C’est une longue amitié… Pierre Joris nous a quittés ce mercredi 26 février 2025. J’ai connu Pierre Joris à Constantine en 1976. Il enseignait l’anglais à l’université et moi la sociologie. À cette époque la majorité des enseignants étaient des étrangers, soit coopérants soit contractuels. Pierre se distinguait par son allure beat generation. Nous nous croisions dans les couloirs, nos deux départements se trouvaient à proximité. Comment en sommes-nous venu à nous parler ? Je me souviens avoir discuter de Kateb Yacine et de Mohammed Khair eddine, aussi de Kerouac et de Burroughs…
De sa rencontre avec Khair eddine dans la librairie Shakespeare and Co à Paris, quelques années auparavant, date son amour pour la littérature maghrébine. Puis nous avons parlé de traduction. Il aurait pu écrire en français ou en allemand, deux langues enseignées au Luxembourg dont il était originaire mais il préféra une langue étrangère, l’anglais. Cela rendait évident le fait que l’on n’écrivait jamais dans sa langue maternelle. Nous avions beaucoup discuté cette question… Très tôt, il voulut me traduire et m’incita à traduire certains de ses textes et ceux d’autres poètes anglais.
Pierre Joris quitta l’université de Constantine en 1979 pour aller à Paris où il anima des émissions à la radio, puis à Londres et enfin aux États-Unis où il enseigna à l’Université d’Albany jusqu’à sa retraite. Nous nous sommes vus régulièrement, il m’a traduit et je l’ai traduit. Nous avons travaillé pendant plusieurs années à une vaste anthologie maghrébine en langue anglaise, 792 pages, Diwan Ifriqiya, parue dans le volume 4 de la série Poems for the Millennium, University of California Press, 2013.
Il figure parmi les premiers poètes publiés dans la collection « Poèmes du monde » des éditions Apic.

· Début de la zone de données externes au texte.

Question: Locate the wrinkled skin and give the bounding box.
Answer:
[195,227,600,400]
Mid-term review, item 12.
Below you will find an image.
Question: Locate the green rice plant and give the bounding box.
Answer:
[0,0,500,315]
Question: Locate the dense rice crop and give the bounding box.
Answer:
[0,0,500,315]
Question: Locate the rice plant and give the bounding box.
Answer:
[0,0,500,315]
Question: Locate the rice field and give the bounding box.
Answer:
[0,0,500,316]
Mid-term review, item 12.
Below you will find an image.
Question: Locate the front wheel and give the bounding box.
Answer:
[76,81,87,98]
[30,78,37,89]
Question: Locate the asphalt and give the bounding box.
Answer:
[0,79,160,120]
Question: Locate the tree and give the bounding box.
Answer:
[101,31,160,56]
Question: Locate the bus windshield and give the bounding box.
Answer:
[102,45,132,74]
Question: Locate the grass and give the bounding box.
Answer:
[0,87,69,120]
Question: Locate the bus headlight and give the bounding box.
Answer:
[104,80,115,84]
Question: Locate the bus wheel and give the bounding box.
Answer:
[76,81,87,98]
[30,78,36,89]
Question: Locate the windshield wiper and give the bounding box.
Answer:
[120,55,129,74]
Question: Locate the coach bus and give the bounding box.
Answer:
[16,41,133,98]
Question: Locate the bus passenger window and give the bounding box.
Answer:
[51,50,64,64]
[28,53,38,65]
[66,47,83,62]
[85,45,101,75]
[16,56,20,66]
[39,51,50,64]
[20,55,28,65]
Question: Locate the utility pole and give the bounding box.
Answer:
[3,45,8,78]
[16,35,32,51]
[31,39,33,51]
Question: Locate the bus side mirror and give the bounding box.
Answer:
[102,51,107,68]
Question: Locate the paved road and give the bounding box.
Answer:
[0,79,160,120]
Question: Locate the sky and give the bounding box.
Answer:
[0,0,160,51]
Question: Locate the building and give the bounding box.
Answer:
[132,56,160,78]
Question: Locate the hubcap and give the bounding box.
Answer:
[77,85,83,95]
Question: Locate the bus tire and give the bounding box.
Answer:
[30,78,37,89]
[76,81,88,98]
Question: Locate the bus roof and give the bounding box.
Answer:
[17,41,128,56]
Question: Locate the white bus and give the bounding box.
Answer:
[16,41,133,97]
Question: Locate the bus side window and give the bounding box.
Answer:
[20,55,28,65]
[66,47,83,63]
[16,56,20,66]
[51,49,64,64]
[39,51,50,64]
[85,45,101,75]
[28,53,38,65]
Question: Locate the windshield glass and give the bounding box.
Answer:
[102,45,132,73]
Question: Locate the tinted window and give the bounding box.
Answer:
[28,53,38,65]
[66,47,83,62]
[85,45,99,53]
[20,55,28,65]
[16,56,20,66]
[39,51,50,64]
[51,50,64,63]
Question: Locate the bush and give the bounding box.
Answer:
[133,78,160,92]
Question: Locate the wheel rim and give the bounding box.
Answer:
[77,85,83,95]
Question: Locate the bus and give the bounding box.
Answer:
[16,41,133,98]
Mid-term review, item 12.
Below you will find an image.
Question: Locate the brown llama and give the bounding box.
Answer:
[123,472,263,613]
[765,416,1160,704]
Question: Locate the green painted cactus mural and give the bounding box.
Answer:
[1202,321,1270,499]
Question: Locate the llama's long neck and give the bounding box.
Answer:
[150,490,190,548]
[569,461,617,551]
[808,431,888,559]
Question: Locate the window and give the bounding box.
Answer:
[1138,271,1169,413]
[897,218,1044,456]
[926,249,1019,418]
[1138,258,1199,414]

J’ai beaucoup appris avec lui : la traduction comme épreuve pour sa propre écriture, la notion de poétique nomade qui se dégage dans sa poésie et que je retrouve dans le mien, la voix et le geste portant l’écrit, l’humilité dans le service du poème… et bien d’autres choses…
…
Le dernier mois, quand les médecins ont arrêté les traitements abandonnant tout espoir, je relisais Hölderlin que nous aimions tous deux et Celan qu’il a passionnément traduit en anglais. J’ai envoyé ces deux acrostiches à Nicole, son épouse, pour qu’elle les lui lise. Il était très fatigué et ne pouvait parler au téléphone.
à mon ami Pierre
Plus de quarante ans nous en avons fait des choses
Indomptables à tordre le cou à Aristote son
Éthique et Poétique encombrant le cerveau
Regard pointant le bleu exquis où les Célestes
Regimbent aux hymnes de Hölderlin laissant là-bas
Énigmes ouvertes à la lumière du souvenir
Joie à façonner le Diwân Ifriqiya
Obliger le poème à dire ce que le cœur
Recèle Celle qui te ressemble ses performances
Inspirées toutes ces années passées ensemble
Soleil qui t’accueillit sur une rive enchantée
Habib, le Kremlin-Bicêtre, mercredi 19 février 2025
Celan est là
Pareil au Très Haut le poète qui t’accueille
Intimité où ton désir nomade s’
Emploie à traduire en autre langue ta langue
Retrouvée le périple périlleux une
Réussite ami tu as œuvré avec
Energie et Amour toujours là te porte
Habib, le Kremlin-Bicêtre, mardi 25 février 2025
Pierre Joris a été enterré à New York le vendredi 28 février.
En épitaphe
Ne t’inquiète pas :
ta naissance t’a
été donnée / tu
auras
ta mort —
entre
continue à avancer
Pierre Joris
1946-2025
Il nous laisse une œuvre importante.